SEGUNDO: DENEGAR el amparo solicitado por la parte actora, de conformidad con lo expuesto en la parte motiva de esta providencia.

TERCERO: NOTIFICAR a las partes por el medio más expedito y eficaz.

CUARTO: En caso de que esta providencia no sea impugnada y quede en firme, REMITIR el expediente a la Corte Constitucional para su eventual revisión. CÓPIESE,

NOTIFÍQUESE Y CÚMPLASE Se deja constancia de que la anterior providencia fue leída, discutida y aprobada por la Sala en la sesión del día 21 de mayo de 2021. HERNANDO SÁNCHEZ SÁNCHEZ OSWALDO GIRALDO LÓPEZ Presidente Salva voto NUBIA MARGOTH PEÑA GARZÓN ROBERTO AUGUSTO SERRATO VALDÉS ----------------------- [1] En adelante la Sección Tercera. [2] “ARTÍCULO 169.

El que arrebate, sustraiga, retenga u oculte a una persona, con el propósito de exigir por su libertad un provecho o cualquier utilidad, o para que se haga u omita algo, o con fines publicitarios o de carácter político, incurrirá en prisión de trescientos veinte (320) a quinientos cuatro (504) meses y multa de dos mil seiscientos sesenta y seis punto sesenta y seis (2666.66) a seis mil (6000) salarios mínimos legales mensuales vigentes”. [3] “ARTICULO 244.

EXTORSION. <Artículo modificado por el artículo 5 de la Ley 733 de 2002. Penas aumentadas por el artículo 14 de la Ley 890 de 2004, a partir del 1o. de enero de 2005. El texto modificado y con las penas aumentadas es el siguiente:> El que constriña a otro a hacer, tolerar u omitir alguna cosa, con el propósito de obtener provecho ilícito o cualquier utilidad ilícita o beneficio ilícito, para sí o para un tercero, incurrirá en prisión de ciento noventa y dos (192) a doscientos ochenta y ocho (288) meses y multa de ochocientos (800) a mil ochocientos (1.800) salarios mínimos legales mensuales vigentes”. [4] “Por la cual se expide el Código Penal”. [5] En adelante el Tribunal. [6] Consejo de Estado, Sala de lo Contencioso Administrativo, Sección Tercera, Subsección B. sentencia de 15 de noviembre de 2019.

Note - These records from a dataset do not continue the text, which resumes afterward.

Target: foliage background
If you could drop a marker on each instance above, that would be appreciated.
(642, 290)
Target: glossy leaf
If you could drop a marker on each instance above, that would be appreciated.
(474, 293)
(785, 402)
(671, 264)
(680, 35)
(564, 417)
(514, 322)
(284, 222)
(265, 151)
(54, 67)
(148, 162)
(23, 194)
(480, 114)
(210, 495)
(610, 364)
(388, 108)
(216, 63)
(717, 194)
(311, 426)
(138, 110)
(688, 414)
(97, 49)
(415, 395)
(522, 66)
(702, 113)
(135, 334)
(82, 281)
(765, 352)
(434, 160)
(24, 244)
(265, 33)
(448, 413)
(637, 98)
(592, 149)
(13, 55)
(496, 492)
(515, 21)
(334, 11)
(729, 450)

Expediente identificado con el núm. único de radicación 11001-03-15-000-2019-00169- 01(AC) M.P. Martín Bermúdez Muñoz. [7] Ley estatutaria de la administración de justicia. [8] Así lo determinó la Sala Plena de lo Contencioso Administrativo del Consejo de Estado, en sentencia de unificación de 5 de agosto de 2014 (Expediente nro. 2012-02201, Consejero ponente: doctor Jorge Octavio Ramírez Ramírez). [9] “Por la cual se expide el Código de Procedimiento Administrativo y de lo Contencioso Administrativo.” [10] Consejo de Estado, Sala Plena de los Contencioso Administrativo, sentencia de 1° de noviembre de 2016, C.P Sandra Lisset Ibarra Vélez, número único de radicación 11001031500020120023000. [11] “ARTÍCULO

68. PRIVACIÓN INJUSTA DE LA LIBERTAD. Quien haya sido privado injustamente de la libertad podrá demandar al Estado reparación de perjuicios”. [12] Consejo de Estado, Sala de lo Contencioso Administrativo, Sección Tercera, sentencia de 29 de noviembre de 2018, C.P. María Adriana Marín, número único de radicación 2005-01917-01. [13] Consejo de Estado, Sala de lo Contencioso Administrativo, Sección Tercera, sentencia de 28 de marzo de 2019, C.P. María Adriana Marín, número único de radicación 2004-00987-01. [14] “Por la cual se expide el Código de Procedimiento Penal”.